Sacyr is targeting a 49% share of the contract to build the Chaco bridge, worth almost 1 billion dollars; the remaining 51% is in the hands of Hyundai. Abertis is eyeing the purchase of the Yellow Line concession in Peru, where OAS holds 25%.
Latin America is a key market for Sacyr and Abertis
The constructor estimates that almost 60% of its concessions’ portfolio revenues comes from this region, half of which is from Colombia; as they are greenfield projects, their construction will also generate income for the division handling this activity.
Abertis has been increasing its exposure to Latin America with the acquisition from OHL of motorways in Brazil, as well as growth in Chile and Puerto Rico.

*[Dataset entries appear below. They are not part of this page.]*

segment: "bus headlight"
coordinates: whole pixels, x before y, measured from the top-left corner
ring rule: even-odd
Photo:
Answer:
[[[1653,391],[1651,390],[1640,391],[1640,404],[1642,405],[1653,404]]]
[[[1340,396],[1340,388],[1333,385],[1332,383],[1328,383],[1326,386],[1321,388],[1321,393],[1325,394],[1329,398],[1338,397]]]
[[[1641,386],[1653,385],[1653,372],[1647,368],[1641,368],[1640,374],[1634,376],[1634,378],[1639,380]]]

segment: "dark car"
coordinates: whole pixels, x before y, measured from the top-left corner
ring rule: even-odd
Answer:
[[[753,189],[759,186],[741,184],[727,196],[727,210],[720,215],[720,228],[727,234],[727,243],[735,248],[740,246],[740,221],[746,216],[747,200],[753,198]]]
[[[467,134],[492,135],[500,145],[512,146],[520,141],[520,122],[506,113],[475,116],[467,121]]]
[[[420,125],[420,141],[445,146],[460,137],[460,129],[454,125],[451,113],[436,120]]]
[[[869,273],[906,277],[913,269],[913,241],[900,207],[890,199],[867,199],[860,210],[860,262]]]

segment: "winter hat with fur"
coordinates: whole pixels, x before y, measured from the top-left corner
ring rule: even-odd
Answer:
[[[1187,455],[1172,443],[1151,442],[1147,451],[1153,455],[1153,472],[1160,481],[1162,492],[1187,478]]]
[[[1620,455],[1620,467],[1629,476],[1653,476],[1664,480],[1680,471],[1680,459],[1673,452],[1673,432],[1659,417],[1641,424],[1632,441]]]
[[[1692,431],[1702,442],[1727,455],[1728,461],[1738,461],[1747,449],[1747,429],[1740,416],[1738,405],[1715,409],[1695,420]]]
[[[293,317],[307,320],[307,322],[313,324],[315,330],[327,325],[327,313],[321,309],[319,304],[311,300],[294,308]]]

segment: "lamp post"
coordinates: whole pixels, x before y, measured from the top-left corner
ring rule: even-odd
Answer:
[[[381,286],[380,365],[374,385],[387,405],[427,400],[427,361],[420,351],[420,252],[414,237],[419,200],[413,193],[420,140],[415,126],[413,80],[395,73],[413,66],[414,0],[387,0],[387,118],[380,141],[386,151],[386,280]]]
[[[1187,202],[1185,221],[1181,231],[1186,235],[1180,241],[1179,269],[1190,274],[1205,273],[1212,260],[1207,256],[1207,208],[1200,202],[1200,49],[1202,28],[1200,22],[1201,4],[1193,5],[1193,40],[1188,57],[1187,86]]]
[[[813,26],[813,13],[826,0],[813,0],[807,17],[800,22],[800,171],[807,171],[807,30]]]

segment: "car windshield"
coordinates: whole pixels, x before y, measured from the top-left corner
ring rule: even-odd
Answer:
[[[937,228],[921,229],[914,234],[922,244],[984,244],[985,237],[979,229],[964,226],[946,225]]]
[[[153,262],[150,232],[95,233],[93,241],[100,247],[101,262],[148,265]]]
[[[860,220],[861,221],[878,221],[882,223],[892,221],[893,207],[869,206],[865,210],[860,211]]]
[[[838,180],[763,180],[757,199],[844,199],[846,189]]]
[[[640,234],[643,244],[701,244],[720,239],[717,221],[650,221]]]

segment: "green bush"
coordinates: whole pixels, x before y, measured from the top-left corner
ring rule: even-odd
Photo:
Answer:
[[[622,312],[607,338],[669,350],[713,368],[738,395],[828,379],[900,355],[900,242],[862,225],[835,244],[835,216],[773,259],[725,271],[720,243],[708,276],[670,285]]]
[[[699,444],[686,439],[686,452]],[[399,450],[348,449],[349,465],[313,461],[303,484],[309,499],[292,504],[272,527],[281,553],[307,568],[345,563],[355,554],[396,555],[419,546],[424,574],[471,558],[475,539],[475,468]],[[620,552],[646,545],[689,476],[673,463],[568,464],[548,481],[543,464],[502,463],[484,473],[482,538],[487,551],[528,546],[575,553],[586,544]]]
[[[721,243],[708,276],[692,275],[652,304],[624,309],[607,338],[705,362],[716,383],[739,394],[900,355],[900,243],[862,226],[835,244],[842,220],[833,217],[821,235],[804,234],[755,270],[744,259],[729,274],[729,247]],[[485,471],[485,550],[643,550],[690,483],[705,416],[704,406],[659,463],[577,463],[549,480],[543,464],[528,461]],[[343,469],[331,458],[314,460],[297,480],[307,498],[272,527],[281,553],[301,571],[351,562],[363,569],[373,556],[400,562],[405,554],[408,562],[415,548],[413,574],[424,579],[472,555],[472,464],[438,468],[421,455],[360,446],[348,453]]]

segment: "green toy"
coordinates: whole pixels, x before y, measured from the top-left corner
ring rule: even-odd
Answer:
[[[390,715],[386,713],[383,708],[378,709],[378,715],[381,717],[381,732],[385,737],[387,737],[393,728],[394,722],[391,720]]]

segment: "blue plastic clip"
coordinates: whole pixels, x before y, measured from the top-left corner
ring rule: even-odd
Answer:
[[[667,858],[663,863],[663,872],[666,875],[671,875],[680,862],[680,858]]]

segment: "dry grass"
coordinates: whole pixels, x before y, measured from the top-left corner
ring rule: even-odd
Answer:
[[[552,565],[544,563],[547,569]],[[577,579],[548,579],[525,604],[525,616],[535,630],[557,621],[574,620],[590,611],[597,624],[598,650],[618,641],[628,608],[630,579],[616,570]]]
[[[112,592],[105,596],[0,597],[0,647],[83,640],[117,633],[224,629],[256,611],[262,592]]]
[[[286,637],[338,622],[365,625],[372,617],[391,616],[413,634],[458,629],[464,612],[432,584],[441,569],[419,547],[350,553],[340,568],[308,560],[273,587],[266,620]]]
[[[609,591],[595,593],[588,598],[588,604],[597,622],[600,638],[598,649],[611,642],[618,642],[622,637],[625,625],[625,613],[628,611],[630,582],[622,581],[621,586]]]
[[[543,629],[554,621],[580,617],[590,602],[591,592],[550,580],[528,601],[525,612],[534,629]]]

On the other hand, the Panama Canal goes ahead today after several years of litigation – still unresolved – between Spanish constructor Sacyr and the Panama Canal Authority because of 2.690 billion euros of excess costs. Now Sacyr has announced its intention of tendering for the fourth bridge over the Canal.
The fourth bridge over the Panama Canal is worth some 1 billion dollars (approximately 890 million euros), according to caretaker Minister of Public Works, Ana Pastor. Sacyr will bid for the project in consortium with Korea’s Hyundai, while another Spanish builder, ACS, will bid along with its subsidiary Dragados.